The setting is South India. We are in the future — or maybe the past, or perhaps some other time entirely. War is on the horizon, or so the cops and the soldiers say, as they summarily arrest anyone wandering the streets and dump them at a mental asylum, where arrestees are told they’re insane and held for months before being released. Meanwhile, loud choppers traverse the skies, corpses mysteriously turn up at the local mortuary and migrant laborers are dispatched to a weapons factory that emits strange fumes. The allure of Dr. Bijukumar Damodaran’s dystopian drama, “Adrishya Jalakangal,” is how little exposition it provides. It drops us into its strange reality and has us follow a wacky electrician (Tovino Thomas) just released from the asylum after six months of unexplained detention.
He returns to the field of abandoned train cars where he lives, having turned one rusted coach into his home and workshop. But soon, he realizes that something has changed. Suddenly, he is able to speak with the dead, who tell him about all the ways in which the state is eliminating dissenting and vulnerable citizens under the pretext of a threat to security, and entrust him with a lifesaving mission. “Adrishya Jalakangal” is a whimsical (and visually delightful) yet gutting work of antiwar filmmaking. Abstraction is the movie’s strength: The playbook of war — fear-mongering, bloodlust, abuses of power — is the same everywhere, it suggests, and that madness may be the only sane response to its logic-defying violence.
‘Abang Adik’
One of the great pleasures of this Malaysian drama from Jin Ong is how slowly and carefully it shows us its cards, constantly unsettling our expectations. “Abang Adik” opens as a gritty underworld thriller, as Adik (Jack Tan), a young hustler with bleached blonde hair, narrowly escapes a raid on the immigrant workers he has helped to smuggle into Kuala Lumpur. The slightly older Abang (Kang Ren Wu), who cannot hear or speak, is more straight edge. He toils away at thankless jobs on the streets of the city, exploited daily by those who are better off than him. As these two arcs eventually intersect, the film reveals itself, at its core, as a kind of platonic love story.

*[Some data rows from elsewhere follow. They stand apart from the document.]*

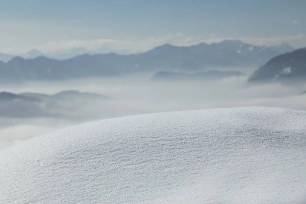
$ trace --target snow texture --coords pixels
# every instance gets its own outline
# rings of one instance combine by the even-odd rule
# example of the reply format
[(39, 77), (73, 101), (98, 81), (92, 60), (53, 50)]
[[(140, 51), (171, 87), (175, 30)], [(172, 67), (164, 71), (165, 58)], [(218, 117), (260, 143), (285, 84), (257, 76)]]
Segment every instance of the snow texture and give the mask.
[(8, 147), (10, 145), (12, 145), (13, 144), (10, 142), (1, 142), (0, 141), (0, 150), (2, 149), (4, 149), (5, 148)]
[(252, 107), (66, 128), (0, 152), (0, 203), (305, 203), (305, 121)]

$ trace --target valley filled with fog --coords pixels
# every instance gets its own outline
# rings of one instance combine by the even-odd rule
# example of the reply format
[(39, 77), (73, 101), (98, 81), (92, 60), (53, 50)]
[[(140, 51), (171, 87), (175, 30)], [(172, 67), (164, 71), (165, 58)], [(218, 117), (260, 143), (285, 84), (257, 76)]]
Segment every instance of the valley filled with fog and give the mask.
[(246, 75), (154, 80), (155, 73), (145, 73), (4, 85), (3, 95), (6, 92), (25, 97), (0, 99), (2, 145), (74, 124), (138, 114), (247, 106), (306, 110), (302, 85), (252, 84), (247, 79), (252, 68), (218, 69)]

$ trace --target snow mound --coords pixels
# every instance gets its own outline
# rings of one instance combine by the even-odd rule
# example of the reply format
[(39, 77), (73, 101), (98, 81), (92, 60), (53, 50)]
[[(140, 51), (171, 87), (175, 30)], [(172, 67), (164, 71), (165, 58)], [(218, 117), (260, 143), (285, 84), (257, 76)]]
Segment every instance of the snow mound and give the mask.
[(66, 128), (0, 152), (0, 203), (303, 203), (305, 121), (253, 107)]

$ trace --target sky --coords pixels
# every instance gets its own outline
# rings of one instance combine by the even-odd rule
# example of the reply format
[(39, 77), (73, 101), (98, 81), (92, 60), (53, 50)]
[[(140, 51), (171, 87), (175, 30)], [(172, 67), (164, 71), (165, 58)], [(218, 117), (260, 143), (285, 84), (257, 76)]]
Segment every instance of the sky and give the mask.
[(303, 0), (0, 0), (0, 52), (129, 52), (224, 39), (306, 46)]

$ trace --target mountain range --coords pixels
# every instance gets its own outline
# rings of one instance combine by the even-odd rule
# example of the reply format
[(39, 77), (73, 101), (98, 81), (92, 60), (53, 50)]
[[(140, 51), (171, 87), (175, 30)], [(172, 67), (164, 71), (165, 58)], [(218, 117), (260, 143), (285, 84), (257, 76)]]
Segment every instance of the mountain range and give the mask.
[(306, 48), (280, 55), (269, 60), (249, 78), (252, 83), (292, 83), (306, 80)]
[[(148, 52), (131, 55), (88, 54), (66, 60), (44, 56), (26, 59), (15, 57), (0, 62), (0, 80), (59, 80), (161, 70), (198, 71), (212, 67), (254, 67), (293, 48), (256, 46), (239, 40), (202, 43), (190, 46), (165, 44)], [(32, 50), (33, 55), (39, 55)]]

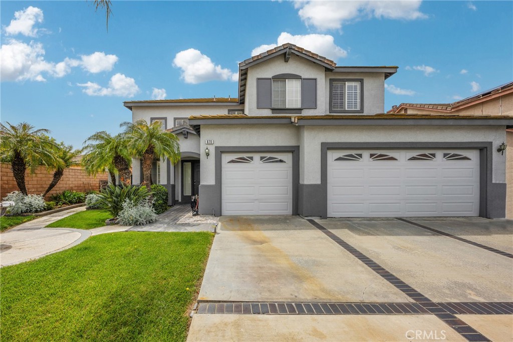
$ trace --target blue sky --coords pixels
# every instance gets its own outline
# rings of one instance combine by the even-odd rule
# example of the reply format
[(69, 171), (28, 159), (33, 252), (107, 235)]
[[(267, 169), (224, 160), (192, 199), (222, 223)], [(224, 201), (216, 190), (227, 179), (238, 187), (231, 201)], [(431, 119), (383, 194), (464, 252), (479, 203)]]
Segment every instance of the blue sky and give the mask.
[(0, 2), (2, 122), (80, 147), (127, 100), (237, 96), (238, 63), (290, 42), (340, 66), (397, 65), (385, 110), (513, 79), (510, 1)]

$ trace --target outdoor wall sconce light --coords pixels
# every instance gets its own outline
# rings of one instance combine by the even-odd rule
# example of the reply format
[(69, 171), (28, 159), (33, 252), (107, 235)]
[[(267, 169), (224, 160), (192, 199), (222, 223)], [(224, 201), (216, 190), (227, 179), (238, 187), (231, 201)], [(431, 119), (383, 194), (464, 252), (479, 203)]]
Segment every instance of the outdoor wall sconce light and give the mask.
[(506, 150), (506, 148), (508, 146), (504, 144), (504, 142), (502, 142), (502, 144), (501, 144), (501, 146), (497, 149), (497, 152), (501, 152), (501, 155), (502, 155), (504, 154), (504, 151)]

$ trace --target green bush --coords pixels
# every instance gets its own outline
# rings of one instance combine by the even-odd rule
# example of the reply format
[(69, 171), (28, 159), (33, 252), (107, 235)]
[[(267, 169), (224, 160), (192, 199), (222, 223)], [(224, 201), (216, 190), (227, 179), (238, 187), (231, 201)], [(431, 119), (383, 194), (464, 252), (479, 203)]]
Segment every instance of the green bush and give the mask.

We learn that Abang and Adik met as orphans; they lost their families, homes and identity papers as children, but found each other. They have lived together like brothers ever since, grinding away while a social worker tries to navigate a bureaucratic labyrinth to get them their documents. Then “Abang Adik” shapeshifts again. A tragic twist separates the pair and turns the movie into a seething meditation on fate, morality and the ways in which Malaysian society punishes the poor and undocumented for trying to survive. It’s a vividly directed film, full of rage and tenderness and pathos, anchored in a towering nonverbal performance by Kang.